We know that institutions are at different stages of development in terms of OER readiness; but some staff (and students) are already making materials available - there are risks inherent in both acknowledging and doing something about this, and ignoring it. We don't want to stop anyone from doing what they are doing, but to do it as well as possible (within the notion of 'reasonable and fair' and 'due diligence') in order to ensure the long term future of their materials. 

Under (2) above our key messages were the need to develop (possibly in the medium-long term): 

   a) consistent patient and non-patient consent (a 'Consent Commons'); 

   b) the difference between fixed/Archive material and new/rapidly changing material (and that we need very practical ways of collecting and managing materials which may go rapidly out of date).

With a combination of implementing and following good quality OER policies we should be able to safeguard OER into the future. Megan.

Lou McGill
10:07am 17 May 2010

sorry I couldn't be at this event. The HE/Academy OER Pilot Project outcomes and evidence around issues raised in the manifesto will be mapped on to the synthesis and evaluation framework over the next couple of months so watch this space. We (the synthesis and evaluation team) hope that this will pull evidence together around a whole range of issues around OER release.



Chris Pegler
10:38am 17 May 2010


That sounds great. Thanks. We did of course refer to your work :-)  This is the first draft. So much activity and so many ideas hurtling about - it would be great to pull some of these through into the synthesis and evaluation framework and also to use them to help some of the up-coming Phase 2 projects.

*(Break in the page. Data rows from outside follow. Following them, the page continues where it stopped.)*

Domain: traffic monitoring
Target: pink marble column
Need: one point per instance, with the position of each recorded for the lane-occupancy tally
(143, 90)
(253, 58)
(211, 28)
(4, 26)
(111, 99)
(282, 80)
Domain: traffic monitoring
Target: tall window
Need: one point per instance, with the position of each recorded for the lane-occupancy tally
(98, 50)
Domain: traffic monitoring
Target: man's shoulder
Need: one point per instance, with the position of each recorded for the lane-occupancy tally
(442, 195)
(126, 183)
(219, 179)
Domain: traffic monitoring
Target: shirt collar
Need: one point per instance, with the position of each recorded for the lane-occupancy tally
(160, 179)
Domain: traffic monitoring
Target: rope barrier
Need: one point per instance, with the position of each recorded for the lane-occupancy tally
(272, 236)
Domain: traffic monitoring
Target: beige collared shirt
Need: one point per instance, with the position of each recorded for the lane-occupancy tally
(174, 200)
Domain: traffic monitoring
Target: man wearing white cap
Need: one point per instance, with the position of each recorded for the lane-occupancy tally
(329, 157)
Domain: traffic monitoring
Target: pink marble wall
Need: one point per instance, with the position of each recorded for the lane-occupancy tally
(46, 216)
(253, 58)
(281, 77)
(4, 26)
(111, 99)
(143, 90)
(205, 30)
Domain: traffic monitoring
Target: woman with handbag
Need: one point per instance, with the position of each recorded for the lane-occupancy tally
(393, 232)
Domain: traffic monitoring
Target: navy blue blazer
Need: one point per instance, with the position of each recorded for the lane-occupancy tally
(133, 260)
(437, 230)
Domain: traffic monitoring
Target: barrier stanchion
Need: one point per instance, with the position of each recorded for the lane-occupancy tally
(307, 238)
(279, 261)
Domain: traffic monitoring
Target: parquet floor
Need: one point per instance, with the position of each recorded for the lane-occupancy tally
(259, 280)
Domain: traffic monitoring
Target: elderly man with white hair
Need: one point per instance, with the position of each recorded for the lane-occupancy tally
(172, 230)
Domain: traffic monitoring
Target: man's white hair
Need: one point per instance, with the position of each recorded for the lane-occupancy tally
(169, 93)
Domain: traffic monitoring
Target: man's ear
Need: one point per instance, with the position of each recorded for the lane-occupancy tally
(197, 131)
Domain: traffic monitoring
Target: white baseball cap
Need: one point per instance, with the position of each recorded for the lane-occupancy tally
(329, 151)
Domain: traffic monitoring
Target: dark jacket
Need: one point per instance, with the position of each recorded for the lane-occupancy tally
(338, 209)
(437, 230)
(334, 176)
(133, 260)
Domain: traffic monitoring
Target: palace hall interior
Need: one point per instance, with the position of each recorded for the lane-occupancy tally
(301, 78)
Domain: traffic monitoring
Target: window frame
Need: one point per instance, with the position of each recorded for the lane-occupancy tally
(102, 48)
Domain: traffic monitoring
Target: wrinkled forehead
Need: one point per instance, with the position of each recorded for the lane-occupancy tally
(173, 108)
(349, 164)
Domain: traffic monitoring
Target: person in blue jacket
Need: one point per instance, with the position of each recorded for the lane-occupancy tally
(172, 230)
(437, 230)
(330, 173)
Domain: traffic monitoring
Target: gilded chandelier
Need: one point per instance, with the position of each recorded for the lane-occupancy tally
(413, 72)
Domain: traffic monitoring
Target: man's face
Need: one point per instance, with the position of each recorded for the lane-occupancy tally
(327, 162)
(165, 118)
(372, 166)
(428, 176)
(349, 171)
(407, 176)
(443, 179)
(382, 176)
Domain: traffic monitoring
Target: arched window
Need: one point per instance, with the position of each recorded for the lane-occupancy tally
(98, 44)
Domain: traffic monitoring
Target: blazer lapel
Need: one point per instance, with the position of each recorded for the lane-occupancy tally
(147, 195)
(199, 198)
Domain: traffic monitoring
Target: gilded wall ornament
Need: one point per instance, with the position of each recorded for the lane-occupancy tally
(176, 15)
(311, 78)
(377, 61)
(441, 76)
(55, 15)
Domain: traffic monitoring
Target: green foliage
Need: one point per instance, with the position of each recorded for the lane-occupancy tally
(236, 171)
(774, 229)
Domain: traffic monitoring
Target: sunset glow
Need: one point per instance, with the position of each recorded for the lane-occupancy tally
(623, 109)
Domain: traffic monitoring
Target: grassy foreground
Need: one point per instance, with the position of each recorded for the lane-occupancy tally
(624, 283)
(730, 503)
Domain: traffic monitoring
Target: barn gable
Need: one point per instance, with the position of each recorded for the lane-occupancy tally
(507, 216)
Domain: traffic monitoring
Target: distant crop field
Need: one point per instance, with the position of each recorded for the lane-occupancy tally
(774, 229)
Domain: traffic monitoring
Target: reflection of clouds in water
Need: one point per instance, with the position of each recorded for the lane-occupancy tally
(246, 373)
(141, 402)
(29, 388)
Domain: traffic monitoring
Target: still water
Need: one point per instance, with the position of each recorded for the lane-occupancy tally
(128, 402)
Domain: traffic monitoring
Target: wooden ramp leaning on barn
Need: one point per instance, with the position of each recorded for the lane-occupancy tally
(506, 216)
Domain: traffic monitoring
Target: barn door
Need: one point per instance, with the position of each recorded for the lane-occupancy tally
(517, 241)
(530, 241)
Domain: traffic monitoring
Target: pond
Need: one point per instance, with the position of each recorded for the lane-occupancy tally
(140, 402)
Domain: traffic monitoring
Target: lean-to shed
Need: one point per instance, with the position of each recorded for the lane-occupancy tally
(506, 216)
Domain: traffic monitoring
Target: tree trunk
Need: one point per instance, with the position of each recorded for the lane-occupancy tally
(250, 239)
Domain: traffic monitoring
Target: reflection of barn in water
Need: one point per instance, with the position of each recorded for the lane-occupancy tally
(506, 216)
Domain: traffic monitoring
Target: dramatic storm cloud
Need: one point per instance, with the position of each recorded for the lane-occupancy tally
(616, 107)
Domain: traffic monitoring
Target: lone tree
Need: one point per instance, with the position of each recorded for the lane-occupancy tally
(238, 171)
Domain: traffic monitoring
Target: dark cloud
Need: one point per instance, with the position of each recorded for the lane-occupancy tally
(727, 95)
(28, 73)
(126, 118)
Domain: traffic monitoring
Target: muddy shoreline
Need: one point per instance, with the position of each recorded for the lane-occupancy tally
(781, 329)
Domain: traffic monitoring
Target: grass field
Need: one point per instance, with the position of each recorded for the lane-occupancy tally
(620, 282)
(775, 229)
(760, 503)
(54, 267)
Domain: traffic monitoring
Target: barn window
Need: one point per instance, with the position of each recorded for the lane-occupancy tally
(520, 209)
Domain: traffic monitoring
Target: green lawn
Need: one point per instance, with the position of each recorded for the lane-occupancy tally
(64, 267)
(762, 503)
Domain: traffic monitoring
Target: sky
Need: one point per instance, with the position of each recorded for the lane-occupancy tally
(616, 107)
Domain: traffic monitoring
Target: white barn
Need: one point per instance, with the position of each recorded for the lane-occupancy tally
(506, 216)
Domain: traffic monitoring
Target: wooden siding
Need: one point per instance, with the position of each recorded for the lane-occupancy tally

I'll be in touch with you, Helen and Allison about some other outcomes from Leeds. It was an lovely sunny and very interesting day.


11:23am 21 May 2010

Hi Chris, just a small comment around support tools.

I’m not sure if this is implied in the document or discussed at the event, so apologies if already covered. However, I believe sustainability is embedded in an institution's own use. So tools should include not only easy dissemination and deposit, but enable re-use. We’ve started running digital literacy workshops to highlight to staff the benefits of open resources, how to find them and re-use them. Often I am asked do academics want to reuse other people’s content? The difficulties surrounding IPR indicate that academics already routinely re-use content from the web. So the workshop looks to support this appropriately. We are also look at developing tools to make easy search and re-use possible for staff, to simplify the process and make this part of normal development process. 

Currently the funded model is too producer centric, leading to an over emphasis of the promotional benefits—OCWC conference recently largely discussed 'how many hits our sites are receiving', with (currently) limited reference to how more efficient/richer course development was.